12. Il ressort des pièces du dossier que l'architecte des bâtiments de France a émis, le 7 août 2020, sur la base du dossier de demande de permis de construire déposé par le pétitionnaire, un avis favorable au projet, assorti de prescriptions. Ces prescriptions, qui ont été reprises à l'arrêté attaqué, s'imposent au pétitionnaire et devront être respectées au stade de l'exécution des travaux. Par suite, le moyen, tel qu'il est articulé, tiré de ce que le projet en litige ne respecterait pas l'avis de l'architecte des bâtiments de France, doit être écarté.

13. Il résulte de l'ensemble de ce qui précède que les conclusions des requérants tendant à l'annulation des décisions attaquées doivent être rejetées.

Sur les frais liés au litige :

14. Les dispositions de l'article L. 761-1 du code de justice administrative font obstacle à ce que soit mise à la charge de la commune de Westhoffen qui n'est pas, dans la présente instance, la partie perdante, la somme que M. et Mme D demandent au titre des frais liés au litige.

15. En revanche, il y a lieu, sur le fondement de ces dernières dispositions, de mettre à la charge de M. et Mme D le paiement de la somme globale de 500 euros à la commune de Westhoffen et la même somme à M. B, au titre des mêmes frais.

D E C I D E :

Article 1 : La requête de M. et Mme D est rejetée.

Article 2 : M. et Mme D verseront à la commune de Westhoffen une somme globale de 500 euros au titre de l'article L. 761-1 du code de justice administrative.

Article 3 : M. et Mme D verseront à M. B une somme globale de 500 euros au titre de l'article L. 761-1 du code de justice administrative.

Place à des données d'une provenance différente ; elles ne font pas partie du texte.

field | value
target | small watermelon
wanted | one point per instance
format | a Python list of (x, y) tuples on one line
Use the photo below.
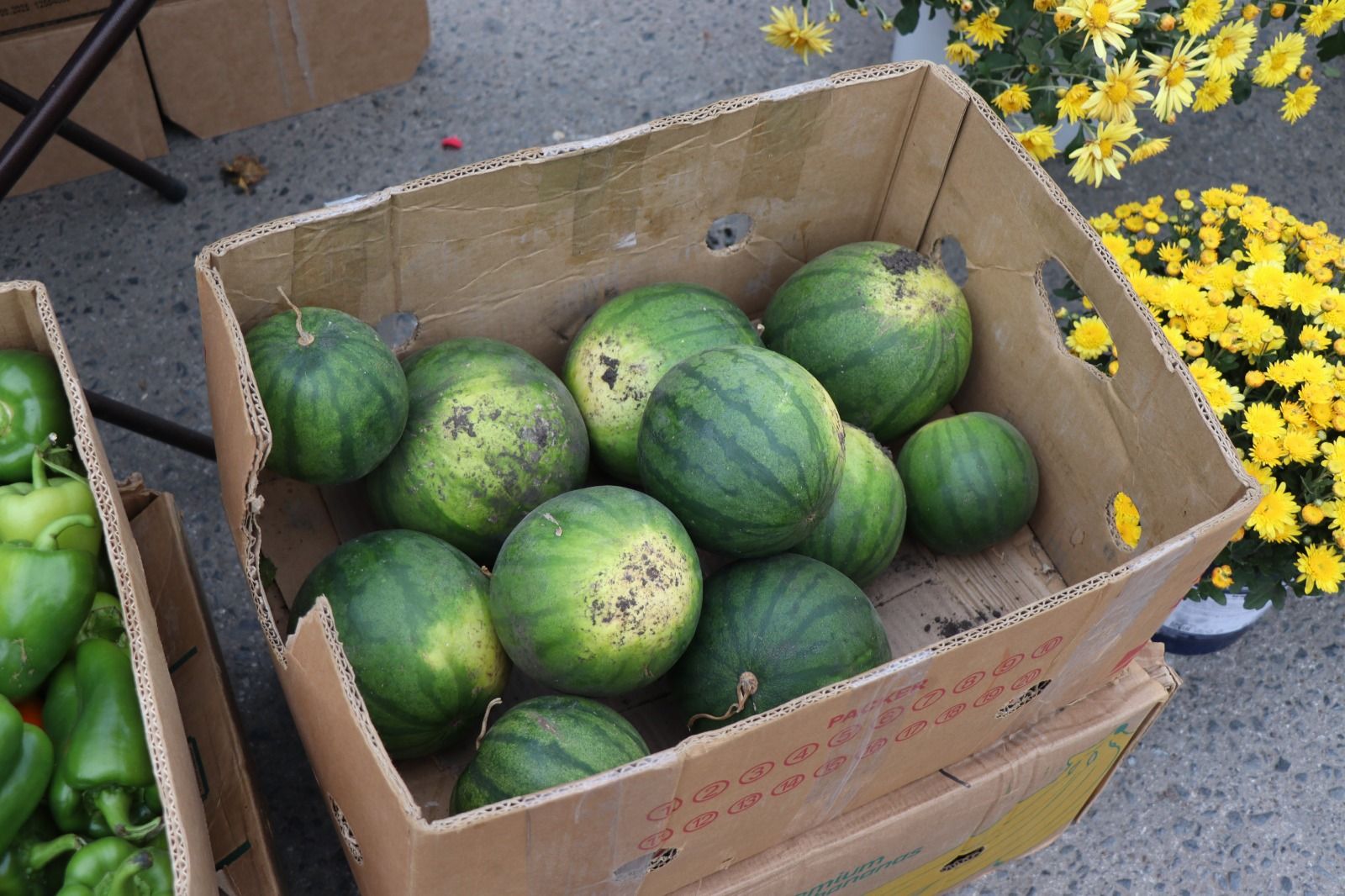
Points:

Article 4 : Le présent jugement sera notifié à M. F D, Mme E D, M. F B et la commune de Westhoffen.

Délibéré après l'audience du 9 juin 2022, à laquelle siégeaient :

M. Richard, président,

Mme Servé, première conseillère,

Mme Kalt, première conseillère.

Rendu public par mise à disposition au greffe, le 30 juin 2022.

La rapporteure,

L. A

Le président,

M. G

La greffière,

H. CHROAT

La République mande et ordonne à la préfète du Bas-Rhin, en ce qui la concerne ou à tous huissiers de justice à ce requis en ce qui concerne les voies de droit commun contre les parties privées, de pourvoir à l'exécution de la présente décision.